Multiple linear regression is a method you can use to understand the relationship between several explanatory variables and a response variable.
This tutorial explains how to perform multiple linear regression in Stata.
Example: Multiple Linear Regression in Stata
Suppose we want to know if miles per gallon and weight impact the price of a car. To test this, we can perform a multiple linear regression using miles per gallon and weight as the two explanatory variables and price as the response variable.
Perform the following steps in Stata to conduct a multiple linear regression using the dataset called auto, which contains data on 74 different cars.
Step 1: Load the data.
Load the data by typing the following into the Command box:
use http://www.stata-press.com/data/r13/auto
Step 2: Get a summary of the data.
Gain a quick understanding of the data you’re working with by typing the following into the Command box:
summarize
We can see that there are 12 different variables in the dataset, but the only ones we care about are mpg, weight, and price.
We can see the following basic summary statistics about these three variables:
price | mean = $6,165, min = $3,291, max $15,906
mpg | mean = 21.29, min = 12, max = 41
weight | mean = 3,019 pounds, min = 1,760 pounds, max = 4,840 pounds
Step 3: Perform multiple linear regression.
Type the following into the Command box to perform a multiple linear regression using mpg and weight as explanatory variables and price as a response variable.
regress price mpg weight
Here is how to interpret the most interesting numbers in the output:
Prob > F: 0.000. This is the p-value for the overall regression. Since this value is less than 0.05, this indicates that the combined explanatory variables of mpg and weight have a statistically significant relationship with the response variable price.
R-squared: 0.2934. This is the proportion of the variance in the response variable that can be explained by the explanatory variables. In this example, 29.34% of the variation in price can be explained by mpg and weight.
Coef (mpg): -49.512. This tells us the average change in price that is associated with a one unit increase in the mpg, assuming weight is held constant. In this example, each one unit increase in mpg is associated with an average decrease of about $49.51 in price, assuming weight is held constant.
For example, suppose cars A and B both weigh 2,000 pounds. If car A gets 20 mpg and car B only gets 19 mpg, we would expect the price of car A to be $49.51 less than the price of car B.
P>|t| (mpg): 0.567. This is the p-value associated with the test statistic for mpg. Since this value is not less than 0.05, we don’t have evidence to say that mpg has a statistically significant relationship with price.
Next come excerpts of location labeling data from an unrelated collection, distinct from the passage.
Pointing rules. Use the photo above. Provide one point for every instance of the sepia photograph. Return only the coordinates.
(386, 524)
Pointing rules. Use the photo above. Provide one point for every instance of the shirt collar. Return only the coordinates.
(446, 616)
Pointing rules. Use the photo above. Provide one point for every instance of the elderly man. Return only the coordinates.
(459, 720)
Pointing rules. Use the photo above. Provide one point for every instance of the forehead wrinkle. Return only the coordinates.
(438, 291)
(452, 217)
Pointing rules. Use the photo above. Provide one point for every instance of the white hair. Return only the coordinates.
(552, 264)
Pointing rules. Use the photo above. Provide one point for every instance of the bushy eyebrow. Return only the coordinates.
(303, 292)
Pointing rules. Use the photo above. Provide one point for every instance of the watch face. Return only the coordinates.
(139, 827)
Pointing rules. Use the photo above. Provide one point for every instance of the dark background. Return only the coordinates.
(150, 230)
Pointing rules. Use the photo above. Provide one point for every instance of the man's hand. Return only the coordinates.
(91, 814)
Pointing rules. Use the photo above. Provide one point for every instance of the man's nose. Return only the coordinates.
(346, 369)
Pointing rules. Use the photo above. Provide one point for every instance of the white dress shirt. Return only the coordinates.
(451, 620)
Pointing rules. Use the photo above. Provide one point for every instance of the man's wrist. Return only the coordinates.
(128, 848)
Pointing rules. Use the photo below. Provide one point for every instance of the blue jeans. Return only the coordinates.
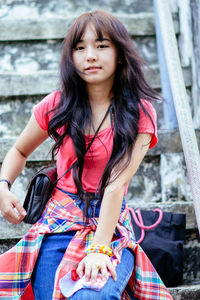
(51, 253)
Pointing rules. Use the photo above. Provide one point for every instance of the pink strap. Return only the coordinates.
(139, 221)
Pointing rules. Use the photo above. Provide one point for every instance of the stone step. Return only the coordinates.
(186, 292)
(55, 27)
(14, 83)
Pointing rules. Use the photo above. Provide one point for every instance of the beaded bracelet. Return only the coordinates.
(95, 248)
(8, 182)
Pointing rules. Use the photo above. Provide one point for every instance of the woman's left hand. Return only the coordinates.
(93, 263)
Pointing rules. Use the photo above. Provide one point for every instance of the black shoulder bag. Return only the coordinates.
(162, 242)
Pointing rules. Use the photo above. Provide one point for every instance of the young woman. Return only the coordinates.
(101, 85)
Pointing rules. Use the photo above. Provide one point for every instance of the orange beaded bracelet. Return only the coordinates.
(95, 248)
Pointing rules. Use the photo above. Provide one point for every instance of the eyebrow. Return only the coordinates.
(97, 40)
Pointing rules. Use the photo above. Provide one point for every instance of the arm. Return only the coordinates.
(110, 210)
(13, 164)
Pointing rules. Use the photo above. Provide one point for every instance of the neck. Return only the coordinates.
(99, 96)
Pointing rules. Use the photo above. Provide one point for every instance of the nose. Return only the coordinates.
(91, 54)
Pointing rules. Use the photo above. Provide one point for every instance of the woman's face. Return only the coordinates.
(96, 59)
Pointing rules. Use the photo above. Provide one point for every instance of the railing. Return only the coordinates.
(174, 88)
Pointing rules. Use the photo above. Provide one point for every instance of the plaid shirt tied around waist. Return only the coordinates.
(62, 215)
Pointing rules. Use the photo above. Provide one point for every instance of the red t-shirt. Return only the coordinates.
(98, 155)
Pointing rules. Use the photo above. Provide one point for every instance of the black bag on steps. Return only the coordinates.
(164, 244)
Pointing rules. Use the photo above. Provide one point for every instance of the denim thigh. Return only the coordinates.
(112, 289)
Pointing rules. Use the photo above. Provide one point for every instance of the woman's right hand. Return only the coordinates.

Coef (weight): 1.746. This tells us the average change in price that is associated with a one unit increase in weight, assuming mpg is held constant. In this example, each one unit increase in weight is associated with an average increase of about $1.74 in price, assuming mpg is held constant.
For example, suppose cars A and B both get 20 mpg. If car A weighs one pound more than car B, then car A is expected to cost $1.74 more.
P>|t| (weight): 0.008. This is the p-value associated with the test statistic for weight. Since this value is less than 0.05, we have sufficient evidence to say that weight has a statistically significant relationship with price.
Coef (_cons): 1946.069. This tells us the average price of a car when both mpg and weight are zero. In this example, the average price is $1,946 when both weight and mpg are zero. This doesn’t actually make much sense to interpret since the weight and mpg of a car can’t be zero, but the number 1946.069 is needed to form a regression equation.
Step 4: Report the results.
Lastly, we want to report the results of our multiple linear regression. Here is an example of how to do so:
Multiple linear regression was performed to quantify the relationship between the weight and mpg of a car and its price. A sample of 74 cars was used in the analysis.
Results showed that there was a statistically significant relationship between weight and price (t = 2.72, p = .008), but there was not a statistically significant relationship between mpg and price (and mpg (t = -.57, p = 0.567).